1,2,41,42,43 Antenna 3,4,44,45,46 Receiving part 5,47 A / D converter 10,58 Adder 21,22,49,50,51 Subtractor 23,24,52 , 53, 54 Weight tables 25, 26, 31, 32, 33, 34, 55, 56, 5
7-bit shifter 61 Microprocessor

Claims (5)

[Claims] An A for converting a received field strength and a baseband signal into a digital signal in each of a plurality of receiving units.

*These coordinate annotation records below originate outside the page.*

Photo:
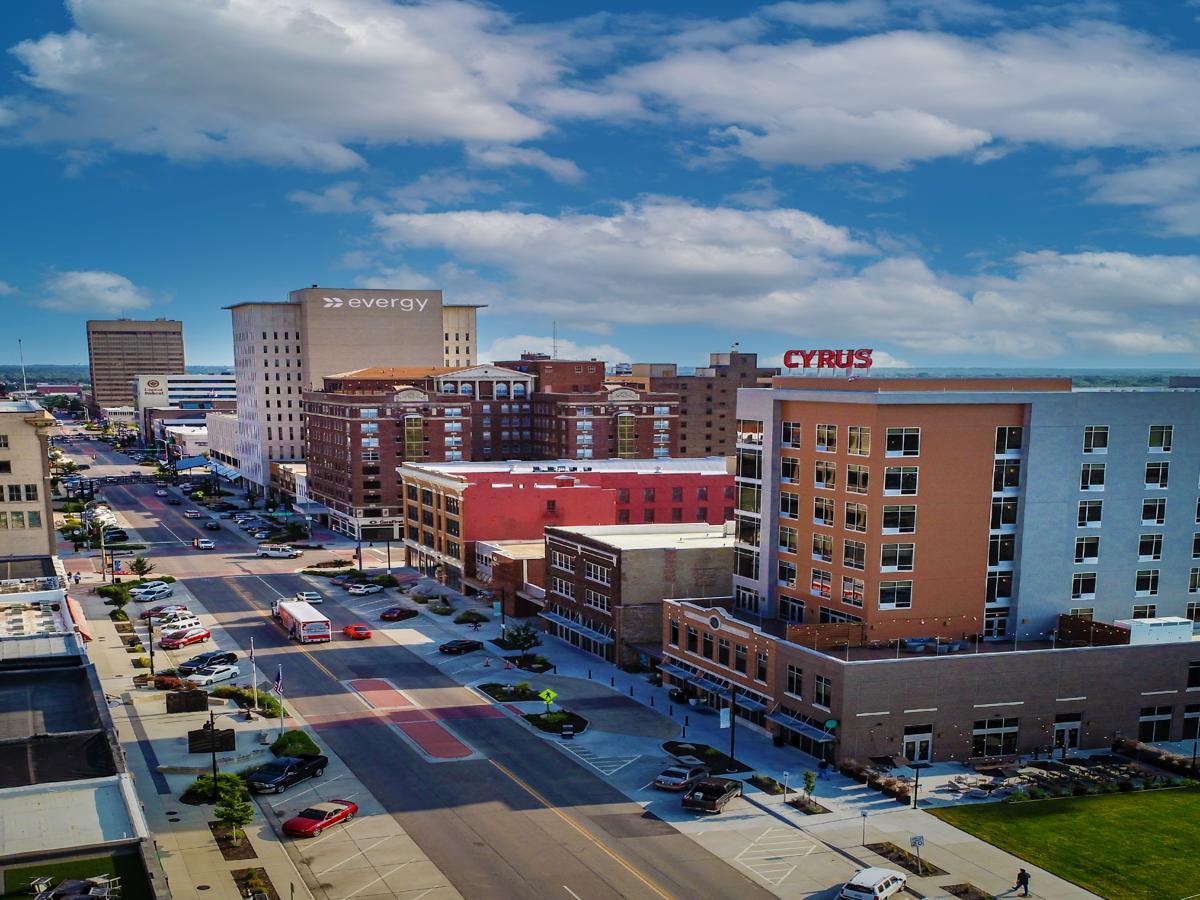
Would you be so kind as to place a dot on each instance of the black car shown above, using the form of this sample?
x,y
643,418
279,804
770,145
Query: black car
x,y
712,795
457,647
213,658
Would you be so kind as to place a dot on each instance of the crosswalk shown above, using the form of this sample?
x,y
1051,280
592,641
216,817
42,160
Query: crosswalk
x,y
604,765
775,853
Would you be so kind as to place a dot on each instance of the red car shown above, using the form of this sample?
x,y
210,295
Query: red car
x,y
192,635
397,613
313,820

A / D converter, weighting means for weighting the baseband signal digitized by the A / D converter in accordance with the received electric field strength, and addition means for adding the weighted baseband signal. A diversity receiver that outputs a synthesized signal output from the adding unit as a baseband signal, wherein the weighting unit includes a storage unit in which a weight corresponding to the received electric field strength is written, and A diversity receiver for performing weighting by bit shifting a baseband signal. 2. The weighting means according to claim 1, wherein said weighting means performs a plurality of bit shifts having different shift amounts on said digitized baseband signal, and performs weighting by adding said bit shifted output. Item 7. The diversity receiver according to item 1. 3. The receiving section outputs an RSSI signal proportional to the logarithm of the received electric field strength, and the weighting means detects a maximum value among RSSIs of the receiving sections, and outputs a maximum value of the RSSI and each of the RSSIs. 2. The diversity receiver according to claim 1, wherein a difference from the RSSI value of the receiving unit is input to a weight table. 4. The diversity receiver according to claim 1, wherein said weighting means is performed by a microprocessor. 5. The diversity receiver according to claim 3, wherein said receiving section has an attenuator and means for adding an amount of attenuation of the attenuator to an RSSI value.